As my wife pointed out, they were just acting their age. I would freak if, at 8, they didn't do something correctly because "if they do that when they are 20 they will be on the road to failure". My wife would just say, "Yeah, he/she is just eight - right where they should be. Go take them to the park."

[/quote]

Your wife was wise. I was like that when mine were little, but then as they became teens, especially my younger one, I did over-react and get into the "wreckage of the future." Nothing like telling a kid, "You're headed for prison!" to inspire him to become a model citizen...:rolleyes:


#19

[quote="Pink_Lemonade, post:5, topic:285579"]
Taking the book back with the apology note would have been sufficient. But involving the police, his counselor, a priest, and a neurologist? Really? A kid stealing a book is not that unusual, and you're doing way more harm than good.

What's done is done I suppose, with the police- but please don't jump to the conclusion that he needs his medication adjusted because he did a fairly normal thing. And regarding the priest, I think telling him your son's sins is inappropriate. Bringing him to confession is great, but it's your son's responsibility to confess his own sins, not yours.

[/quote]

Agreeing with TheRealJuliane and Pink Lemonade. This is much too much for punishment for the crime.

Two things stand out - first as Pink Lemonade says, you cannot confess someone else's sin for them. You can certainly talk to your priest about your own concerns as a parent, but you can't "prep" him for your son's confession.

It is always a good idea to go to confession regularly whether you are concerned about your son's behavior or not.. We go as a family once a month. I never have made my kids go into the confessional though.
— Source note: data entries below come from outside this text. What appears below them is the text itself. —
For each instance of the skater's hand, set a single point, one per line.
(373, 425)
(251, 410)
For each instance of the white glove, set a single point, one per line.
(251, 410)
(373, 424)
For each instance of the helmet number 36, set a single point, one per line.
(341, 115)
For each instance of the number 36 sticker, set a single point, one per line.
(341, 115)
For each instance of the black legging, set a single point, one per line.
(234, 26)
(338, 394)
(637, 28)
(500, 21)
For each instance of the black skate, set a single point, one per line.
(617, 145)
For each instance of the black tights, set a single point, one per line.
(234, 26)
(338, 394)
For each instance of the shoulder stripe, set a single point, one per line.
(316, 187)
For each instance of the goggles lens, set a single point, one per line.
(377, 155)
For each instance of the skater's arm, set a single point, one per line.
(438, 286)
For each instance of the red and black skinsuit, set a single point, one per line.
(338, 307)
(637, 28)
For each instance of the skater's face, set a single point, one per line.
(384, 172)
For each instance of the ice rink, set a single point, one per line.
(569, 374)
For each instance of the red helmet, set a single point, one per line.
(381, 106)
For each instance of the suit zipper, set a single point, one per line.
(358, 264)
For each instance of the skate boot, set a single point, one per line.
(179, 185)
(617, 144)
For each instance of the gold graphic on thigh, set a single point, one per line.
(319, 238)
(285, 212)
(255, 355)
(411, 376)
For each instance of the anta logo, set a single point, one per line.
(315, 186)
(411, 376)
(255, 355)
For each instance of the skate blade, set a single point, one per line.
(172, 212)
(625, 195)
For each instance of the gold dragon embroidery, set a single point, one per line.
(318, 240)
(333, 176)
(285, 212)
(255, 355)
When they were younger, I would read through a children's examine (with NO commentary) and let them think for awhile before we got to the church. Then I would get in line and go to confession. If they also got in line and went, great. If they didn't, they didn't.
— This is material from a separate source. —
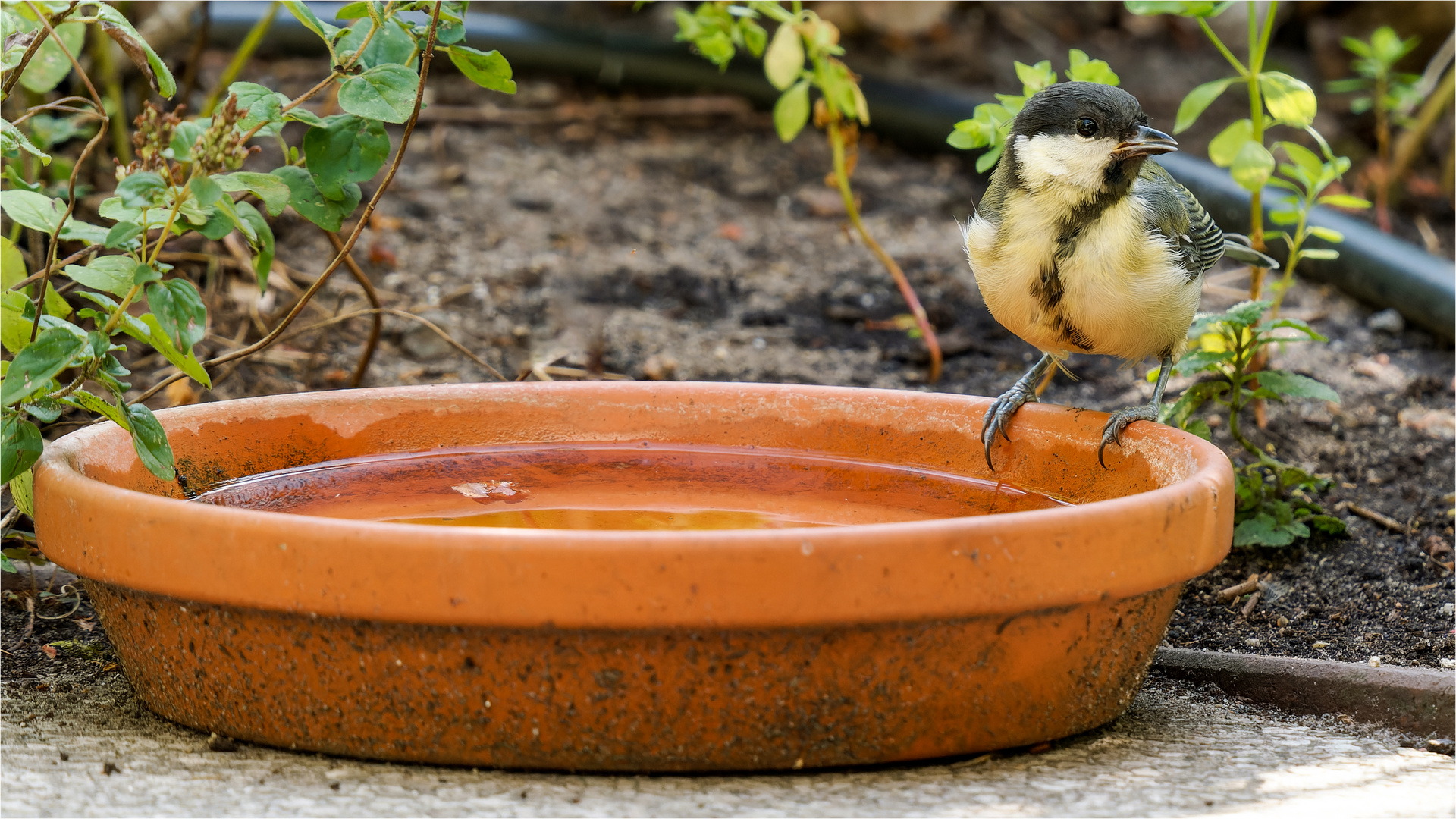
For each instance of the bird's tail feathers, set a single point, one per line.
(1237, 246)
Second - you mentioned your wife's health and your own unemployment. Your son will definately be affected by those things, but so are you. It sounds a bit like you feel out of control with everything going on, and so are over-reacting to your son's very normal behavior. No, it isn't good that he stole/took without permission. However, it does happen -and not just with ODD/ADD kids. Book fairs can be confusing - they are often held in the school library where you *do *take books without paying, and more than once a child thought a book had been paid for and took it innocently. I have worked book fairs in my children's schools before! ;)

I think a better plan is for you to take things a bit more slowly. Use this time while you are not working to spend some part of the day just hanging with your son - be the one who gets him from the school bus, take a walk through the park, play catch, help him with his homework.
Use this time to get deeper into prayer. Say morning prayer with your family before your son goes to school, take a rosary break after you've spent a set time job hunting. Can you and your wife get to daily Mass at least a few times a week?
It sounds like things are very difficult for you right now. Rely on God to take care of your whole family.